Mentors, mentees and what they do in society
By Macharia Munene | October 26th 2020
What single thing - besides its huge economy - makes America a great nation? It is its influence on almost everything in the world. The rest of the world has been reduced to copying America - from the English language, pop culture to its venerable institutions of democracy.
Over time, the US has produced some of the best and worst combinations of mentors and mentees. Its various leaders of thought, culture, and presidents deliberately or inadvertently influence the rest of the world. It behaves as if it is a geopolitical re-incarnation of ancient Greek city-state of Athens whose sense of self-righteousness and disdain for others led to destruction in the Peloponnesian War.
Out of the chaos, there arose a peculiar teacher-student mentorship between Aristotle, the mentor, and Alexander of Macedonia, the mentee quarrelling over the spread or monopoly of knowledge. Only rulers, Alexander insisted, should have special rulers. Similarly, American disdain for others ended up in destructive wars in Vietnam, in Iraq, in Afghanistan, and within the US. They, too, want to monopolise and control knowledge.
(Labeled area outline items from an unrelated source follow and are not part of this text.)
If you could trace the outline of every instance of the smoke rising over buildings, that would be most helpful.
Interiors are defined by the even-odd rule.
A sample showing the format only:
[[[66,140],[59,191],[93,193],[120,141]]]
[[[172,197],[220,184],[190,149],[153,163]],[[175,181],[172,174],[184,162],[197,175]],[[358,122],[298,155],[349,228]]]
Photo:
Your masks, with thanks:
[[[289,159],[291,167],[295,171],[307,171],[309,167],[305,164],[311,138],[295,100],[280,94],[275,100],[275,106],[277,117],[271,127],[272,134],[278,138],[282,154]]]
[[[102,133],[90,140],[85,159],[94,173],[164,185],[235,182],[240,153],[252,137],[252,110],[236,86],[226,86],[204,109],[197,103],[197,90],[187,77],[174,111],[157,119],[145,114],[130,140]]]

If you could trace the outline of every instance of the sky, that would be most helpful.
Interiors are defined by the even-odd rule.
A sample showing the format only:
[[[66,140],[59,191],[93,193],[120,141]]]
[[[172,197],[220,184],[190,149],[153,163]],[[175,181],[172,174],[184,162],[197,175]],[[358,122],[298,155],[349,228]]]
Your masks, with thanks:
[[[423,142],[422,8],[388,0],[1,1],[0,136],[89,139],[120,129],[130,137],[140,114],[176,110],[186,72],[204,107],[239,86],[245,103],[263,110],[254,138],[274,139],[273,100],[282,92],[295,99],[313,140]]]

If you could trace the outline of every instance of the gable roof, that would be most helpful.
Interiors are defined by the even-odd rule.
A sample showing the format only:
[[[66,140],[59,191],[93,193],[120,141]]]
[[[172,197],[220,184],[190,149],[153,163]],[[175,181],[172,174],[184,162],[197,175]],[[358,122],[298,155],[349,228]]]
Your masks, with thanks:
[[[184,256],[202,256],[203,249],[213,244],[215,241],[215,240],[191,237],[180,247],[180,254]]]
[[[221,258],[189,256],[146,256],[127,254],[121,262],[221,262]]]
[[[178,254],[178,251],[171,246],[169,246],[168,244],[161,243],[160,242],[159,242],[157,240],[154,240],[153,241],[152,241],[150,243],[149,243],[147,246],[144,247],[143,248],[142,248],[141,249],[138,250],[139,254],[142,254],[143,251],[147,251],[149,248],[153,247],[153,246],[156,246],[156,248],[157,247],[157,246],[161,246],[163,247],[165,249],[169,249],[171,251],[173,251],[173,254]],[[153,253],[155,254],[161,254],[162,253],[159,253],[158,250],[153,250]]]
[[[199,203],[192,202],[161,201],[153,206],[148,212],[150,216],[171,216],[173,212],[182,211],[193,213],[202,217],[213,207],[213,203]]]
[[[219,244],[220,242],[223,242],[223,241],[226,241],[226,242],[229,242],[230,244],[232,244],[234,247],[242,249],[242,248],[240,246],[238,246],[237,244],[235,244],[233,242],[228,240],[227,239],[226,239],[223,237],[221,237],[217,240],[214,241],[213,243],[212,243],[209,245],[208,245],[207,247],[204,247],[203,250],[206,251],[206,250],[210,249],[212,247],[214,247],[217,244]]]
President Donald Trump has negative mentorship influence. When not disappointing, the US inspires. Its critical documents such as the Declaration of Independence, the constitution, the pamphlet on civil disobedience, Lincoln’s Gettysburg Address, Woodrow Wilson’s Fourteen Points, FDR’s ‘fireside chats and Martin Luther King’s ‘I have a dream speech’ provide points of global reference. People like Malcolm X, John F Kennedy, and Theodore Roosevelt portrayed such focused vigour in leadership which is emulated to date.
Kenya’s President Uhuru Kenyatta, for instance, admired Roosevelt so much that in his 2020 Mashujaa Day speech, he quoted the American on the need to get involved and fail rather than watch and criticise. Roosevelt believed that the presidency was a ‘bully pulpit’ to get things done; increasingly Uhuru seems to have adopted similar ‘bully pulpit’ beliefs in pushing his legacy.
Outside governance, in academia, mentorship involves men and women of knowledge and experience showing the way. Although what the mentee does with the knowledge is often beyond the mentor’s control, the assumption is on the goodness perpetuating cultural attributes through education and specific knowledge distribution. Subsequently, knowledge production and control become tools, and essential aspects, of two competing forces within states. First is knowledge as a force of governance and second is knowledge as a tool of liberation.
In both objectives, history is critical. In Eastern Africa, probably the most influential historian was Walter Rodney with his ‘revolutionary’ teachings at Dar es Salaam University. The reason he wrote ‘How Europe Underdeveloped Africa’, he once explained, was because he was tired of pointing out to students that what was in the textbooks was not correct. Among his mentees at Dar was law student Willy Mutunga, a natural rebel, who became the first Chief Justice under the 2010 Constitution and gave up high office when he thought his time was up.
Rodney was not the first to question claims of European benevolence. W E B DuBois, observing that the Europeans used history as racial entertainment, attracted many mentees globally. George James, having accused the Greeks of intellectual thievery, multiplied the number of his mentees posthumously in the 1960s and 1970s with the proliferation of Black and Afro-American Study centres in American universities. Before there was James and Diop, there was Jomo Kenyatta, a friend and Pan-Africanist comrade of DuBois and Paul Robeson.
In the 1930s, Kenyatta hit hard on professional friends of Africa “who fleeced and pretended to speak for Africans”. Kenyatta’s role as mentor fused political and intellectual activism and attracted followers in both intellectual and political types of warfare, whether praising or criticising. At the intellectual level, these mentees included renowned Okot p’Bitek, Godfrey Muriuki, Ngugi wa Thiong’o, Ali Mazrui, and John Mbiti. It is at the level of political operations as a mentor, however, that Kenyatta was most influential in his Pan-Africanist and anti-colonialist activities. He inspired people to action who included Jaramogi Oginga Odinga, Joseph Murumbi, Dedan Kimathi, Nelson Mandela, and Daniel arap Moi.
Mentors and mentees end up either controlling particular societies or liberating them.